Comparison and Discussion
Table VI provides a consolidated comparison of the best performing configurations.
| Number of Spoofed Satellites | Pseudorange Error (m) | Max Deviation (m) | Position Range (m) | Suitable for Drone Spoofing? |
|---|---|---|---|---|
| 1 | 20 | 4 | 2 | Marginally (insufficient deviation) |
| 2 | 20 | 12 | 2.5 | Yes (optimal) |
| 3 | 20 | 12 | 4 | Yes but less stable |
| 2 | 10 | 7 | 1 | Acceptable if smaller deviation needed |
From these experiments, we conclude that the most effective and stable drone spoofing attack for low-altitude civilian UAVs involves injecting a pseudorange error of 10–20 m on two satellite channels.

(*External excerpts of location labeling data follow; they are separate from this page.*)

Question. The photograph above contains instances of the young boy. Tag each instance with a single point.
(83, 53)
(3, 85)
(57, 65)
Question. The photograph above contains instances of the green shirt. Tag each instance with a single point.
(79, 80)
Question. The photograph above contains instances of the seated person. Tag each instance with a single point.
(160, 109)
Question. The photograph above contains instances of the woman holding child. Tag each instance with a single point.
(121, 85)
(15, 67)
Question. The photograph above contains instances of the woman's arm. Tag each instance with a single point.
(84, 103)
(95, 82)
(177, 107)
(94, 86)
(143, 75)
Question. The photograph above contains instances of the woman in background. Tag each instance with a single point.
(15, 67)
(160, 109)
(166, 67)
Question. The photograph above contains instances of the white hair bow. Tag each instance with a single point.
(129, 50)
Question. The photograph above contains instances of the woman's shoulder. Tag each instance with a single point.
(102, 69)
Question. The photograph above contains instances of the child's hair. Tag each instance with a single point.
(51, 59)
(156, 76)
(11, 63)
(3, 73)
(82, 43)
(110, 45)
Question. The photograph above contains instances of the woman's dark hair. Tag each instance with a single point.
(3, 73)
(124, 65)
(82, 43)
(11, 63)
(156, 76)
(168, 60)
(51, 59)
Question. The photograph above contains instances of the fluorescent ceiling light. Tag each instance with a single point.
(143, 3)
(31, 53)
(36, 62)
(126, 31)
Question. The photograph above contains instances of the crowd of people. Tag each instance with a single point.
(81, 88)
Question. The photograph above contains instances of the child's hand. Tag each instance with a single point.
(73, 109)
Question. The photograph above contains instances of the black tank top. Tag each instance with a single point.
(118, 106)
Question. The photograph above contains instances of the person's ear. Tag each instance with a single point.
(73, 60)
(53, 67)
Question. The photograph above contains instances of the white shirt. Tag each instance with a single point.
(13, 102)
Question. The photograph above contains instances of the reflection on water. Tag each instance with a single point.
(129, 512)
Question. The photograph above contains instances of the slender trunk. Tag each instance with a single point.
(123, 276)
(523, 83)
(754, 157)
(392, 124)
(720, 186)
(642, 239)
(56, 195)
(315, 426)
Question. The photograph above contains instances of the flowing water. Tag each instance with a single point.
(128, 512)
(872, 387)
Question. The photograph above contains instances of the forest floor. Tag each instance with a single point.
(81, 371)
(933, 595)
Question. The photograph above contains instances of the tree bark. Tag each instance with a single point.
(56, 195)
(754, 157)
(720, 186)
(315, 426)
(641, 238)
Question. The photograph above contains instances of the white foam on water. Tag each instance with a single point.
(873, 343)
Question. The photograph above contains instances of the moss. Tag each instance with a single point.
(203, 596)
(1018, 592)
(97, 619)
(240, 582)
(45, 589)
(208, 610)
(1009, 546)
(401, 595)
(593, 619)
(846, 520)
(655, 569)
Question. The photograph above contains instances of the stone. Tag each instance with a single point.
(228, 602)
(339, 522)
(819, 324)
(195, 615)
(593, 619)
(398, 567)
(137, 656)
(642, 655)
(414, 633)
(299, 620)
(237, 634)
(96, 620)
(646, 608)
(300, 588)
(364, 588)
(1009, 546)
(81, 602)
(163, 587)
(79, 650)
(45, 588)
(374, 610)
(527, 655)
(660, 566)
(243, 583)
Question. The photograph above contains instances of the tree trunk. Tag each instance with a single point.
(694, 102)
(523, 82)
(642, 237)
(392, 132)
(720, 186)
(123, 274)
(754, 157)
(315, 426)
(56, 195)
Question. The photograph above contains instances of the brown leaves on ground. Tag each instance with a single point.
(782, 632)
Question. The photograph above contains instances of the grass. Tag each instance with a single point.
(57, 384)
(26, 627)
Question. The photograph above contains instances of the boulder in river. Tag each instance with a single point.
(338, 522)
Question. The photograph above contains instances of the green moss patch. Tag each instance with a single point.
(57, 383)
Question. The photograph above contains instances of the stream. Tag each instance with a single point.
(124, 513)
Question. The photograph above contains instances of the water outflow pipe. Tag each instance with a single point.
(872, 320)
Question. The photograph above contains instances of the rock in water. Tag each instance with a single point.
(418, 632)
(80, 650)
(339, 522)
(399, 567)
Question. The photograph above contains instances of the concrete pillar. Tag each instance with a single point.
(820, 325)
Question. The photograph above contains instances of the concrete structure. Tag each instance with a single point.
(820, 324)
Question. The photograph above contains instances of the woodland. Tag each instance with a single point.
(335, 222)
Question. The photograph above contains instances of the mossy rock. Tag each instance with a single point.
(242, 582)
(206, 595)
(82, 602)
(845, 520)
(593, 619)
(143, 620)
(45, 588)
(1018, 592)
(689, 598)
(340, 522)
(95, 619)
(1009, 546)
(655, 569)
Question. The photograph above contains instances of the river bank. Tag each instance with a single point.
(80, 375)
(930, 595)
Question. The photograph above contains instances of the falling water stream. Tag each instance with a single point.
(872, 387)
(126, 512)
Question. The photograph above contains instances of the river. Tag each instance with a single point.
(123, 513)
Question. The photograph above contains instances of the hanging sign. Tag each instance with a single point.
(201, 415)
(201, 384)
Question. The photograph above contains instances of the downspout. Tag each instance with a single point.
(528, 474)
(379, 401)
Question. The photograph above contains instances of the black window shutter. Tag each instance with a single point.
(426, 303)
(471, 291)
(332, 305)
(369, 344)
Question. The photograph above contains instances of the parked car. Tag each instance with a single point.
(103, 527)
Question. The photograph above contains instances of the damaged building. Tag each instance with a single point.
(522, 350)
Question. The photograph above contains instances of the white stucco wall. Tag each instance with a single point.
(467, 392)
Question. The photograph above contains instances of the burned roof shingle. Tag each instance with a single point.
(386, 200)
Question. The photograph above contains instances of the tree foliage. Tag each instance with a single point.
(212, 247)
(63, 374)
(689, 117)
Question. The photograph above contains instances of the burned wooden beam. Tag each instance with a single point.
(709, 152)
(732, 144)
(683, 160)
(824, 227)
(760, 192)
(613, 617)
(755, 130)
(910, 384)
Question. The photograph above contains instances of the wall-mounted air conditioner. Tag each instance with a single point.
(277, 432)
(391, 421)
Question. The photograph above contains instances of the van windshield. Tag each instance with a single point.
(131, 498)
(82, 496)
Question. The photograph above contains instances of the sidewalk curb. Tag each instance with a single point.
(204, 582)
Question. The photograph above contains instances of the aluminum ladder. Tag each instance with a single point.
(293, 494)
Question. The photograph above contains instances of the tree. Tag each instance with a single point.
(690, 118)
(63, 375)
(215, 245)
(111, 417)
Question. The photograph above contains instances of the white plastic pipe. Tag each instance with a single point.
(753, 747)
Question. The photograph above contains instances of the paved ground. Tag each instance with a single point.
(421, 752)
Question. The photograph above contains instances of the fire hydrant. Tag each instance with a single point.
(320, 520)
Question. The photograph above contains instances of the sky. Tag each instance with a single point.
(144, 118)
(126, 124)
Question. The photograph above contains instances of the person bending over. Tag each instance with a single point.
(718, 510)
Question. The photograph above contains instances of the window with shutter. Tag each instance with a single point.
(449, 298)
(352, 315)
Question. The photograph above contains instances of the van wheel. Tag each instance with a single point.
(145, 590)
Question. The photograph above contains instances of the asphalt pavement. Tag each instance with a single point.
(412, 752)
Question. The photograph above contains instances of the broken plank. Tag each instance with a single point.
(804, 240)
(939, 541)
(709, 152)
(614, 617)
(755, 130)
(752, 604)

The induced horizontal deviation of 7–12 m is sufficient to alter the drone’s flight path while remaining undetected by the MIMU/GPS navigation filter, provided that the total error does not exceed the MIMU drift plus GPS error (roughly 8–20 m). Using three satellites does not increase the maximum deviation but worsens the position dispersion, making the spoofing less predictable. Using one satellite alone yields too small a deviation for practical redirection.
It is also important to note that the drone’s velocity and altitude affect the MIMU error accumulation. The 1-second error bound used here is conservative; actual drones may have larger or smaller drifts depending on the quality of their MEMS sensors. However, the principle remains: the spoofing error must be carefully calibrated to fall within the expected inertial error window. Continuous injection of gradually increasing delays can then steer the drone to a desired location without abrupt jumps that would trigger the filter’s detection.
Conclusion
This paper presented a systematic study of GPS spoofing techniques for low-altitude civil drones, with a focus on the constraints imposed by the integrated MIMU/GPS navigation system. We derived the theoretical relationship between artificial pseudorange delays and receiver positioning errors, and analyzed the MIMU error dynamics to identify the tolerable spoofing window. Through half-physical simulations, we found that spoofing two satellites with pseudorange errors of 10–20 m yields a position deviation of up to 12 m while maintaining reliable fixes and low dispersion. This configuration provides an effective balance between deception strength and stealth, making it suitable for real-world drone spoofing countermeasures. The proposed approach can be combined with communication link jamming to build a low-cost and efficient anti-UAV system that forces rogue drones to land at designated areas. Future work will extend the study to dynamic spoofing trajectories and multi-drone scenarios.